Peter squinted as if the light hurt his eyes. “I’ve been nowhere.”
“Don’t play games with me.”
“Games? I’m telling—”
“You’re on your own in this. Are you capable of understanding that? You’re entirely on your own. So you can tell me the truth or talk to the police. Frankly, I don’t care one way or the other.”
“I’m telling you the truth. We’ve been nowhere but here.”
“How long have you been back?”
“Since Saturday. Sunday. I don’t know. I don’t remember.”
“What time did you arrive?”
“After dawn.”
“What time?”
“I don’t know the time! What difference does it make?”
“The difference it makes is that Justin Brooke’s dead. But you’re lucky for the moment because the police seem to believe it was an accident.”
Peter’s mouth twisted. “And you think I killed him? What about Mick? Are you setting me up for that as well, Tommy?” His voice broke when he said his brother’s name. He began to cry again, thin body wracked by the force of dry sobs. He covered his face with his hands. His fingernails were bitten, crusted with dirt. “You always think the worst of me, don’t you?”
St. James saw that Lynley was preparing for verbal battle. He spoke to intervene. “You’re going to be asked a great many questions, Peter. In the long run, it might be easier to answer them with Tommy so that he can help you, rather than with someone you don’t even know.”
“I can’t talk to him,” Peter sobbed. “He won’t listen to me. I’m nothing to him.”

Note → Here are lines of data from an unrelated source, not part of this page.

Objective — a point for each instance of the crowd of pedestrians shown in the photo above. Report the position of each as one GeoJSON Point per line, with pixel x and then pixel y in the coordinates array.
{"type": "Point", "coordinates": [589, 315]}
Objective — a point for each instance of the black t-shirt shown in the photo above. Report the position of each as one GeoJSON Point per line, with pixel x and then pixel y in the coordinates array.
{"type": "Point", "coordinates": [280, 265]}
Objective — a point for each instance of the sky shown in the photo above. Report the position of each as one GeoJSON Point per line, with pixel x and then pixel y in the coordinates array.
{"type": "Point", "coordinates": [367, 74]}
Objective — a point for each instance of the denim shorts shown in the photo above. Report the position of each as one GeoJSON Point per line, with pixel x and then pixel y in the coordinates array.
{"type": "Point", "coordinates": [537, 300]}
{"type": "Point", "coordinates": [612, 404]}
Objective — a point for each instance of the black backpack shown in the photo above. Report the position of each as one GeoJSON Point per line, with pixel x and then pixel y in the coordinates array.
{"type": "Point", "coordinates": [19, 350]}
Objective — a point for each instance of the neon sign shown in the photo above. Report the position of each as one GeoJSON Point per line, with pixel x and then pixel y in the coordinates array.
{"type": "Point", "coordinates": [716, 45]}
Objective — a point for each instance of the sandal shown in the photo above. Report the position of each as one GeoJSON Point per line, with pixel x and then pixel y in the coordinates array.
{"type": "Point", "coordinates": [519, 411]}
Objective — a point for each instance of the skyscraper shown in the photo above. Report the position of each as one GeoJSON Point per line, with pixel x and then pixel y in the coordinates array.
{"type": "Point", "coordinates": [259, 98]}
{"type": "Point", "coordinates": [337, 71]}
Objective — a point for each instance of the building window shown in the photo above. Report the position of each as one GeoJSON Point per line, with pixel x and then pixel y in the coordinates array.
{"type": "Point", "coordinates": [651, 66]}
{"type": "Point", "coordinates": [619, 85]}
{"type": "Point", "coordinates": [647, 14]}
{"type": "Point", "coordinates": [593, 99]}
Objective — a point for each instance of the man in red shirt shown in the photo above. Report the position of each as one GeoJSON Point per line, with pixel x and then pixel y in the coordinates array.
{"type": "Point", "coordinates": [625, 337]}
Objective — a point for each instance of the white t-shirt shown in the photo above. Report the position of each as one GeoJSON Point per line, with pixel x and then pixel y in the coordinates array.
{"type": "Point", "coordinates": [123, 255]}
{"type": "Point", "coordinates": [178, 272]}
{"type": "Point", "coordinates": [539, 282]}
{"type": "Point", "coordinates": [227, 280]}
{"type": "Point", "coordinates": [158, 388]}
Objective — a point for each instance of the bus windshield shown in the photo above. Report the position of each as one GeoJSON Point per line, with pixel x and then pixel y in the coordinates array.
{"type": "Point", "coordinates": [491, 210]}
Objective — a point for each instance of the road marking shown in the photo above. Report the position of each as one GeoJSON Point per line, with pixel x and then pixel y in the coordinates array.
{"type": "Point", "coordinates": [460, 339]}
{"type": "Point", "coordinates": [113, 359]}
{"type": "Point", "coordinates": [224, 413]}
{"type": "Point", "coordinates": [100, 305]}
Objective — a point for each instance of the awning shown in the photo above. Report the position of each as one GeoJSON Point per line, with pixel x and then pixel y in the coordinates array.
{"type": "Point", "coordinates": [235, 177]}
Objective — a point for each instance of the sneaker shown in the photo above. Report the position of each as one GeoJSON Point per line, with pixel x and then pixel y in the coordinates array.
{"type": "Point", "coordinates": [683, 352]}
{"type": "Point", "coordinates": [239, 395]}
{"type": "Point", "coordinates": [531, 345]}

“How can you say that?” Lynley demanded hotly.
“Because it’s true, and you know it. You just buy me off. It’s what you’ve always done. You were there with the chequebook all right because that was easy for you. You didn’t have to be involved. But you were never there—never once in my life—for anything else.” He leaned forward in the chair, his arms cradling his stomach, his head on his knees. “I was six years old when he got sick, Tommy. I was seven when you left. I was twelve when he died. Do you know what that was like? Can you even imagine it? And all I had—all I had, damn you—was poor old Roderick. Doing what he could to be a father to me. Whenever he thought he could get away with it. But always in secret because you might find out.”
Lynley pushed him upright. “So you turned to drugs and it’s all my fault? Don’t put that on me. Don’t you dare.”
“I put nothing on you,” his brother spat back. “I despise you.”
“You think I don’t know it? Every second you breathe is a second you live to hurt me. You even took Deborah’s cameras to get back at me, didn’t you?”
“That’s really rich, Tommy. Get out of here, will you? Leave me to the police.”
St. James forced himself to intercede, desperate to get the information he needed. “What did she take, Peter?” he asked. “Where did she get it?”
Peter scrubbed his face on his tattered T-shirt. It was ancient, faded, bearing the figure of a skeleton, a cluster of roses, and the words Grateful Dead. “I don’t know. I was out.”